The German government has agreed to pay nearly $50 million more than in previous years to fund social services for Holocaust survivors worldwide.

The amount agreed upon following a round of negotiations held between German officials and representatives of the Conference of Jewish Material Claims Against Germany, known as the Claims Conference, continues a new stage of reparations payments as the number of survivors dwindle while their need for various forms of care increases.

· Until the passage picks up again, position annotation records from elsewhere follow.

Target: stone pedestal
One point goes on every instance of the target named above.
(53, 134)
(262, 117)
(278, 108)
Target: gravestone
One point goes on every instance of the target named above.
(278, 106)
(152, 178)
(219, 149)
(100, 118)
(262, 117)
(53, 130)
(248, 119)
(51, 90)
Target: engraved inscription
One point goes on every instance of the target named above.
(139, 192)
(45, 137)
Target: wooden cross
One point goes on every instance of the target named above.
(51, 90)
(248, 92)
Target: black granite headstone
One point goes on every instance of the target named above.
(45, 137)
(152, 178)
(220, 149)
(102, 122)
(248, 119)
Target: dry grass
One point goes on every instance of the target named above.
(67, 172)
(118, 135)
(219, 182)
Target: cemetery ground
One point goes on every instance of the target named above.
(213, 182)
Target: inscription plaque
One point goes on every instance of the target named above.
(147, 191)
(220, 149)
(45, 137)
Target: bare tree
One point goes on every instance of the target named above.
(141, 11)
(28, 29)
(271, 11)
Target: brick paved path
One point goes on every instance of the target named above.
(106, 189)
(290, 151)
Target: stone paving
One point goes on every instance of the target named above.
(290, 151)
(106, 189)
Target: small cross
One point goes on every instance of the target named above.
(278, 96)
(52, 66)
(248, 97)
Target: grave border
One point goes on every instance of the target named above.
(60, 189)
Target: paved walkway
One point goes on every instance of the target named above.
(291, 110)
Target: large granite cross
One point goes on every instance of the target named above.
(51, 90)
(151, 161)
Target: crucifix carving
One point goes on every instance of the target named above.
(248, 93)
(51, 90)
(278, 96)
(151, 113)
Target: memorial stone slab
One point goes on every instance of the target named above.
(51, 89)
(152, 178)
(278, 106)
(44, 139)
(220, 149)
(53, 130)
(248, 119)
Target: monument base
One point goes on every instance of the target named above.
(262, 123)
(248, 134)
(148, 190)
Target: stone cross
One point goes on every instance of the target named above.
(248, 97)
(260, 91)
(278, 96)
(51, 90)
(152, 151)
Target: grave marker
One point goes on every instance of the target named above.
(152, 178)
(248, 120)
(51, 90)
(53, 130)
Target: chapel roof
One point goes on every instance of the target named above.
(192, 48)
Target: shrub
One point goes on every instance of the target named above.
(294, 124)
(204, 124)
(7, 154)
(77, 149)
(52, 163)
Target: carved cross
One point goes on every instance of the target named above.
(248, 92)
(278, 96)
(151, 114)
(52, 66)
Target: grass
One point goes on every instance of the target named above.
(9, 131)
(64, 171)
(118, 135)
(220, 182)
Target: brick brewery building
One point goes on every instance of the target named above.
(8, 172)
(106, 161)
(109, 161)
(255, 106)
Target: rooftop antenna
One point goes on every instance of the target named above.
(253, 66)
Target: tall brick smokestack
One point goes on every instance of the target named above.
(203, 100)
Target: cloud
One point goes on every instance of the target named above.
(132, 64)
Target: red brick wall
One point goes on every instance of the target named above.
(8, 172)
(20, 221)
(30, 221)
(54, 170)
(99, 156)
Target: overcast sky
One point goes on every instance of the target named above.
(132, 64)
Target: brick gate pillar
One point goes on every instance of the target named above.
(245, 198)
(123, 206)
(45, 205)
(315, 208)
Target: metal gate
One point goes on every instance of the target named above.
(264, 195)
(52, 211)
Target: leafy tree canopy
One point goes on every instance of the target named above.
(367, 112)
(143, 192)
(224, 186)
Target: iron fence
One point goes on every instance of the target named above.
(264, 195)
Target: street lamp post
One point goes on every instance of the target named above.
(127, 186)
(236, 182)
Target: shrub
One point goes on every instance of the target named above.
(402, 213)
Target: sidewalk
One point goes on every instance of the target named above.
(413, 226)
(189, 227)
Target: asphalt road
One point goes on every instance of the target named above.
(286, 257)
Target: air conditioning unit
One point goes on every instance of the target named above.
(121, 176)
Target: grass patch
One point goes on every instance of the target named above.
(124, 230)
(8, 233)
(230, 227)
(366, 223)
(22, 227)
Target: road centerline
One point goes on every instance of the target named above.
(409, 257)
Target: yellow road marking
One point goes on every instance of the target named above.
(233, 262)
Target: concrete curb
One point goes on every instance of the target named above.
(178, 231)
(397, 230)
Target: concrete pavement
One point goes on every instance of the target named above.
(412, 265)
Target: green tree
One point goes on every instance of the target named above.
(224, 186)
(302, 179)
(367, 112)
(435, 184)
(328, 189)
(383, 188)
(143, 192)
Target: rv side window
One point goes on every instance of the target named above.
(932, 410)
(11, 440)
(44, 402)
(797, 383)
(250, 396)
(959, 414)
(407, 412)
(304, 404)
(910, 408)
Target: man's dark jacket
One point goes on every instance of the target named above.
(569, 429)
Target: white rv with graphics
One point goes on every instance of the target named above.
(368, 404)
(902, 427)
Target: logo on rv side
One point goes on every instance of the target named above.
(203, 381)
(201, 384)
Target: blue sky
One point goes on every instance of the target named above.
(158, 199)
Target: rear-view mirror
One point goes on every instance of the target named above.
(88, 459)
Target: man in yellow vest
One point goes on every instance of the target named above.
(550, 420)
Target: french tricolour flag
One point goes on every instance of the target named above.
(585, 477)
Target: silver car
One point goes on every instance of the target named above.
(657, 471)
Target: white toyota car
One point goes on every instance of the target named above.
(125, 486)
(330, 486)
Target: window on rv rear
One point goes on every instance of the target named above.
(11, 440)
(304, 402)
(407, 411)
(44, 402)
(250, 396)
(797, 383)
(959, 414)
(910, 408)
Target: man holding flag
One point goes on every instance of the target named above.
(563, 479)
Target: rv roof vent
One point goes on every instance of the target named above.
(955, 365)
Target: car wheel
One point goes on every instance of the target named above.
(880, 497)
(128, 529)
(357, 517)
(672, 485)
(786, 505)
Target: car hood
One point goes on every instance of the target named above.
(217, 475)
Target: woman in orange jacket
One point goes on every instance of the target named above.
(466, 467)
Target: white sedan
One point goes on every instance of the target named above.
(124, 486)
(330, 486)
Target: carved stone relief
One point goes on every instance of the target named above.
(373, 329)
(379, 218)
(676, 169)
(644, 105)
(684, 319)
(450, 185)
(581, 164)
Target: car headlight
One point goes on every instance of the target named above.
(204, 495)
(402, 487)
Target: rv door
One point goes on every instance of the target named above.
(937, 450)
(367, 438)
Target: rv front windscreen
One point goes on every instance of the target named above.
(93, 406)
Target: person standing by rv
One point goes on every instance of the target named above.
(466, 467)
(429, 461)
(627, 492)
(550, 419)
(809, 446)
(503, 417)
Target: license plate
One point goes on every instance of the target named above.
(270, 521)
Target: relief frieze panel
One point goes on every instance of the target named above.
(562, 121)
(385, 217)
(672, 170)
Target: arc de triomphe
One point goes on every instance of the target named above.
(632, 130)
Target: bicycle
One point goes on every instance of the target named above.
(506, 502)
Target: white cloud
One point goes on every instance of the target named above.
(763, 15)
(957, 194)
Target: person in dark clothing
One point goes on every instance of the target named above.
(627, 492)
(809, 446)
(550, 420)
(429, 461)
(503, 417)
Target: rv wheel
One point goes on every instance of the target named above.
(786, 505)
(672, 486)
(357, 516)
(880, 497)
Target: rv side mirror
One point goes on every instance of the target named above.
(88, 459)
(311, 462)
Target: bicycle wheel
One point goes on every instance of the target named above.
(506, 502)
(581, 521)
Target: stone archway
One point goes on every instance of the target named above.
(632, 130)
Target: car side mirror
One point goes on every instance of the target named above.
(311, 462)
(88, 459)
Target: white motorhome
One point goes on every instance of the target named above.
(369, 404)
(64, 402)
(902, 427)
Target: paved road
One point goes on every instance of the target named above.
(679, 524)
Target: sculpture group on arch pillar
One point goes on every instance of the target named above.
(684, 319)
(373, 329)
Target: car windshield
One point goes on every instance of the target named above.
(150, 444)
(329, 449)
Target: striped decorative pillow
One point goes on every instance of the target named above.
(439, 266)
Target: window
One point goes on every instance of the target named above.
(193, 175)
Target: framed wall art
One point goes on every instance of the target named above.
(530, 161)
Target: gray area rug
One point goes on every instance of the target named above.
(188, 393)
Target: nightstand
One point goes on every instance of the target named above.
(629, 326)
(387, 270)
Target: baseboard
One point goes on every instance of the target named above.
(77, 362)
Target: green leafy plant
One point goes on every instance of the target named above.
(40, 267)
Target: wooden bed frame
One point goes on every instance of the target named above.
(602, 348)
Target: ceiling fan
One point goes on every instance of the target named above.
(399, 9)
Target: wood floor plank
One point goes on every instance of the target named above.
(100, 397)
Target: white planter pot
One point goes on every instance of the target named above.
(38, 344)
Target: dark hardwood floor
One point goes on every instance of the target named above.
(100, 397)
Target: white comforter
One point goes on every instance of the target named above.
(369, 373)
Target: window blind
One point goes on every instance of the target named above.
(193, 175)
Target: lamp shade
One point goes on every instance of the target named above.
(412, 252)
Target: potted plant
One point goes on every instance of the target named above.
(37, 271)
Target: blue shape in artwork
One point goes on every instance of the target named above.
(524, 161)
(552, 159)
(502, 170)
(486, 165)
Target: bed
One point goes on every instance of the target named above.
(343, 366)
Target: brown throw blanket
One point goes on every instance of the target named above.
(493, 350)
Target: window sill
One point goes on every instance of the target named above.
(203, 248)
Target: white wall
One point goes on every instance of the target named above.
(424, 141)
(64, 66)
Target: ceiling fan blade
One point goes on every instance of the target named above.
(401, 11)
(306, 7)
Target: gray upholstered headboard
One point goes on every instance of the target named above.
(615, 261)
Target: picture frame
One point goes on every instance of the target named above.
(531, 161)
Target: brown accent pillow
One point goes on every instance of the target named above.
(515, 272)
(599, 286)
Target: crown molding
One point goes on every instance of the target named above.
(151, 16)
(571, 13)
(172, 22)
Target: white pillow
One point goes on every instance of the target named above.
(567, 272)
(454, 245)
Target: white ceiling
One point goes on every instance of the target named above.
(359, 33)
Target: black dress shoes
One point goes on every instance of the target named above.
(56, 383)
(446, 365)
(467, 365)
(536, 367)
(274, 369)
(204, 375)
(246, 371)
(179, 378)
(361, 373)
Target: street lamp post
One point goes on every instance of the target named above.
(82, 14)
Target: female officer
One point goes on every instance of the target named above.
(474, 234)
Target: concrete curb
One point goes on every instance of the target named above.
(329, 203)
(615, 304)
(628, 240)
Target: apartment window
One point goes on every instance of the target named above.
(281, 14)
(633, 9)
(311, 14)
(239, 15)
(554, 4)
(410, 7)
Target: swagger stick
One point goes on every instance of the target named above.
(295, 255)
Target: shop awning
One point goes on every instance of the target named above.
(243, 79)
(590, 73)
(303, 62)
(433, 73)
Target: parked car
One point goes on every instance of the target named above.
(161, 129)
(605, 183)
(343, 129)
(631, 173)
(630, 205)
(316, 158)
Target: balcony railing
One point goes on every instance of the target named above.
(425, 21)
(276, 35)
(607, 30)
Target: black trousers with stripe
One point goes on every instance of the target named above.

The talks also yielded new temporary stipends for the widowed spouses of survivors, as well as payments for gentiles who helped protect Jews during the Holocaust.

Claims Conference President Julius Berman said that the increased funding levels “will help ensure dignity in survivors’ final years.”

“It remains our moral imperative to keep fighting as long as there are still survivors with us,” he said.

As has increasingly been the case as survivors age, a large portion of the funds will be used to finance social services.

The Claims Conference has been paying for home care since 2004. They currently fund in-house services for more than 78,000 frail survivors. The organization also finances additional services for some 54,000 others, including food, medicine, transportation to medical facilities, and programming aimed at alleviating social isolation.

The increase will bring the total funding allocations for these services awarded through the Conference to $587 million in 2020, up from $564 for this year.

Some 60,000 survivors in 83 countries receive direct pensions through the Claims Conference. Those individuals will now receive just over $500 per month, a modest increase that will continue for years to come, and which was negotiated as part of the last round of talks with the German government.

Many elderly couples come to rely on pensions, which end when the qualifying spouse passes away. At the present round of negotiations, Germany agreed to continue payment to a surviving spouse for an additional nine months to cover incurred costs and to allow for a period of financial adjustment.

Also, for the first time, an agreement was reached to pay direct pensions to individuals who have been recognized by Yad Vashem as Righteous Among the Nations for their efforts to save Jews during the war years. These payments will be reserved for those determined to be in need. Other details remain under discussion.

Germany has been paying indemnifications to survivors through the Claims Conference since 1952, and since then has paid out more than $70 billion.

Each year, the Claims Conference holds its negotiations with members of the German government in a different location. This year the meeting took place at the Museum of Jewish Heritage in New York City.

Prior to negotiations, members of the Claims Conference negotiating team and representatives of the German government visited the homes of several survivors in the New York area to highlight the needs and benefits of such funding.

The Conference’s team was led by special negotiator Ambassador Stuart Eizenstat and Conference Vice President Greg Schneider, and was joined by several other members and survivors.

“This new agreement will benefit tens of thousands of the poorest Holocaust survivors,” said Mr. Schneider. “As survivors age, their needs grow ever greater, and our persistence does not wane; we continue to achieve ‘firsts’ for survivors, while achieving increases in pensions and social welfare services at the same time.”